Cuando hoy se habla de música country, se ven los premios que la industria concede a los nombres del género o uno se pasea por las calles de Nashville con sus emisoras que antaño fueron faros en el horizonte, parece como si la figura de Waylon Jennings nunca hubiese existido. Es difícil encontrar tanto turrón caducado en la otrora gran despensa de la música norteamericana. Ante la situación, es casi imposible no imaginarse al disidente Jennings desenfundado su guitarra y diciendo todo lo que tenía que decir. Acordes y palabras. Música relevante. Y algo que diferencia al forajido del resto, al artista del simple músico, al solitario Waylon de cualquier mazapán que hoy desfila por las ondas del country comercial: actitud.

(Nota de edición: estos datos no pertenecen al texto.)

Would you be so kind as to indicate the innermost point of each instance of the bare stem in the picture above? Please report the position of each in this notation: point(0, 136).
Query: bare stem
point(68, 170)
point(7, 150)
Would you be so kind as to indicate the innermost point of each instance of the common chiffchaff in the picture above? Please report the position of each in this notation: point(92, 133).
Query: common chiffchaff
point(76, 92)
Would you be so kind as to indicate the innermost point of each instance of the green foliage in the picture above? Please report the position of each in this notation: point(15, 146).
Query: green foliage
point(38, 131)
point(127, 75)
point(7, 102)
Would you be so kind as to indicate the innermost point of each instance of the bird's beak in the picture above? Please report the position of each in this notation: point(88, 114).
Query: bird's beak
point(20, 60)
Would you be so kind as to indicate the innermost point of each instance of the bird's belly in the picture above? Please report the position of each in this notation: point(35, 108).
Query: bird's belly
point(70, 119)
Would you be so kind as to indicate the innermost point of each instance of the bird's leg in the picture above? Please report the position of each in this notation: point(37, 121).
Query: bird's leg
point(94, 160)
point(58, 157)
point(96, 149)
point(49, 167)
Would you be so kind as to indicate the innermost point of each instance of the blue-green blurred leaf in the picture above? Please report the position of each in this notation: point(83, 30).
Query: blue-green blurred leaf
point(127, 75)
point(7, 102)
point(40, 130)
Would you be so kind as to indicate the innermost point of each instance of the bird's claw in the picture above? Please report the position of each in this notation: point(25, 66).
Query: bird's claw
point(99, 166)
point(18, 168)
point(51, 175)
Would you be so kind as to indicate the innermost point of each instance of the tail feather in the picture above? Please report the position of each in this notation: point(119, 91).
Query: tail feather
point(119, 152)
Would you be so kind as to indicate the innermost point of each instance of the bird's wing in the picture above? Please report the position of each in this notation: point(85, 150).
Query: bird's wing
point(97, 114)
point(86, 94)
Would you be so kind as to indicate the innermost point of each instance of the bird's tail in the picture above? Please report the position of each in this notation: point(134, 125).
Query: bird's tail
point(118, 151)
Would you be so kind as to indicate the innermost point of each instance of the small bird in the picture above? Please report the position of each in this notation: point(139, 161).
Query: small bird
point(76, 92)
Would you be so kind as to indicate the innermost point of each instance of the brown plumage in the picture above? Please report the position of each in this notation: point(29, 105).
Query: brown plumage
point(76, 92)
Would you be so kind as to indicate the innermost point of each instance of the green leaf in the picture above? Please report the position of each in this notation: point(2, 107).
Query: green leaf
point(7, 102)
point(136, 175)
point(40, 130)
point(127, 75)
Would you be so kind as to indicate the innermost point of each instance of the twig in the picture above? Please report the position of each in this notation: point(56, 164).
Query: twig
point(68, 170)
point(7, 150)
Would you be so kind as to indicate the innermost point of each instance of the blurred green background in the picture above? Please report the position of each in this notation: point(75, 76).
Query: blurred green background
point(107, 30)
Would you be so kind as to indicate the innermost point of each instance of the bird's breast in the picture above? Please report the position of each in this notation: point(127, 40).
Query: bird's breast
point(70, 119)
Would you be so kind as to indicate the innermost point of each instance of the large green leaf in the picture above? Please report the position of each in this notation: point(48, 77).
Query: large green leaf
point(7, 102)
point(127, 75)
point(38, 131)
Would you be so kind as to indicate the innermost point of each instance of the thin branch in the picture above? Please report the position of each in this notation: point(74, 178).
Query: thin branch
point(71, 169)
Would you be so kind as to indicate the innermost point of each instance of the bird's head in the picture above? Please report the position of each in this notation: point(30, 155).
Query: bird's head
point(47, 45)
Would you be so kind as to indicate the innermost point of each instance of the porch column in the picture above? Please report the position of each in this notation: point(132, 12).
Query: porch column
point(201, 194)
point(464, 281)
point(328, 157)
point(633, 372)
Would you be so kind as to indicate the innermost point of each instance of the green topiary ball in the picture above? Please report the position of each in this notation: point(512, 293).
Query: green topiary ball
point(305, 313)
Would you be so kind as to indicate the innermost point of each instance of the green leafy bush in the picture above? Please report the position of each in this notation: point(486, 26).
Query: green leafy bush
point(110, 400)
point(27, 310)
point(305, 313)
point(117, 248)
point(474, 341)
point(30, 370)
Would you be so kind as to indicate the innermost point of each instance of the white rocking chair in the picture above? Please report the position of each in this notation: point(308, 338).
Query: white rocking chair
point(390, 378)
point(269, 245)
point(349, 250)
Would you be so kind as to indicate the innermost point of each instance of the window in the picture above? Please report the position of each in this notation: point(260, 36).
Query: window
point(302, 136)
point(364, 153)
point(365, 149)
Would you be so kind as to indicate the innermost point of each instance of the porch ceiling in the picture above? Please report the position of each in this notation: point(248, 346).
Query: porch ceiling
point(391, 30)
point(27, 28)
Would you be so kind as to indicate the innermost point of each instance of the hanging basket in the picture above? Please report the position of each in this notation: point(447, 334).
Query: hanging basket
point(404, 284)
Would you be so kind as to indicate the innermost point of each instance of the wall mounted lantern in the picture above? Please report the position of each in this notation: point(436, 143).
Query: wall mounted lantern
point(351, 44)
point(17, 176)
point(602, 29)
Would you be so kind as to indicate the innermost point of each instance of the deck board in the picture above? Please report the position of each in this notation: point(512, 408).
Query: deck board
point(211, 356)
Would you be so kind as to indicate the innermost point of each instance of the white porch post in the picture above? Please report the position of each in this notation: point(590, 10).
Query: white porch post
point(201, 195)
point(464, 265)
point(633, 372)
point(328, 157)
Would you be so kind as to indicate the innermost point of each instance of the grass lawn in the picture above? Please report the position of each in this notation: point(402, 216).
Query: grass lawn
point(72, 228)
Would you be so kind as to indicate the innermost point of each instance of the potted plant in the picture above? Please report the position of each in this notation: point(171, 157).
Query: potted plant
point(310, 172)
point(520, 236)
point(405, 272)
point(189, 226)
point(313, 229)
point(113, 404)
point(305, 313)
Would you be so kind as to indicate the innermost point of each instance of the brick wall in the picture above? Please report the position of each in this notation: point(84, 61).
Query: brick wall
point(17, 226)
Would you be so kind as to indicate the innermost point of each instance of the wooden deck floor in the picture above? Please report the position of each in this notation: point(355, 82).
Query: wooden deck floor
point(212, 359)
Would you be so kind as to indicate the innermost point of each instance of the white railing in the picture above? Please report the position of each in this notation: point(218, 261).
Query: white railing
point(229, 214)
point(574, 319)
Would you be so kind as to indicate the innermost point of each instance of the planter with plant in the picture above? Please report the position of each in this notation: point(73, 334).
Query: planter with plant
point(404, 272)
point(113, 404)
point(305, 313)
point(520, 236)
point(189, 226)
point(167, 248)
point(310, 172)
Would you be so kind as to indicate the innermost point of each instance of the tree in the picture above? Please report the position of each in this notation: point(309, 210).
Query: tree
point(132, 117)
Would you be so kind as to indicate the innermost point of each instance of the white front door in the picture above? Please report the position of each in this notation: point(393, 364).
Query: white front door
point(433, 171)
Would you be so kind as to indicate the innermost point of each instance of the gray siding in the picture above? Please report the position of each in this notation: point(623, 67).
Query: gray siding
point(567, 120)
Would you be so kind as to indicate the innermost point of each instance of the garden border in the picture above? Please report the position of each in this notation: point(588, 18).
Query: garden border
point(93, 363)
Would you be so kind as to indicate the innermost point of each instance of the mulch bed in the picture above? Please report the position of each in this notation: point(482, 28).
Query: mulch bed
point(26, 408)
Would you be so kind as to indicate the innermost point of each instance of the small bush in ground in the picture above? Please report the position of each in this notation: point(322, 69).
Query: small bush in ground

En el mundo de la industria discográfica, Waylon Jennings no era un hombre de ley, pero jugaba siempre con sus reglas. Basta escuchar pequeños himnos como ‘Mamas don’t let your babies grow up to be cowboys’, ‘Are you sure Hank done it this way?’, ‘Amanda’ o ‘Rainy day woman’ para apreciar en el mismo tuétano como este cantante era un hombre hecho a sí mismo, sin concesiones a la galería y siempre excavando en su espíritu. Pocos músicos en el country han trazado un camino tan personal como aplaudido por todos. Más de 15 números uno en las listas del género y millones de discos vendidos certifican que el cantante fue bien acogido durante años, aunque fuera un destacado miembro del movimiento “outlaw” y terminase alejado del entorno que lo encumbró, huyendo de todo, recluido en Arizona.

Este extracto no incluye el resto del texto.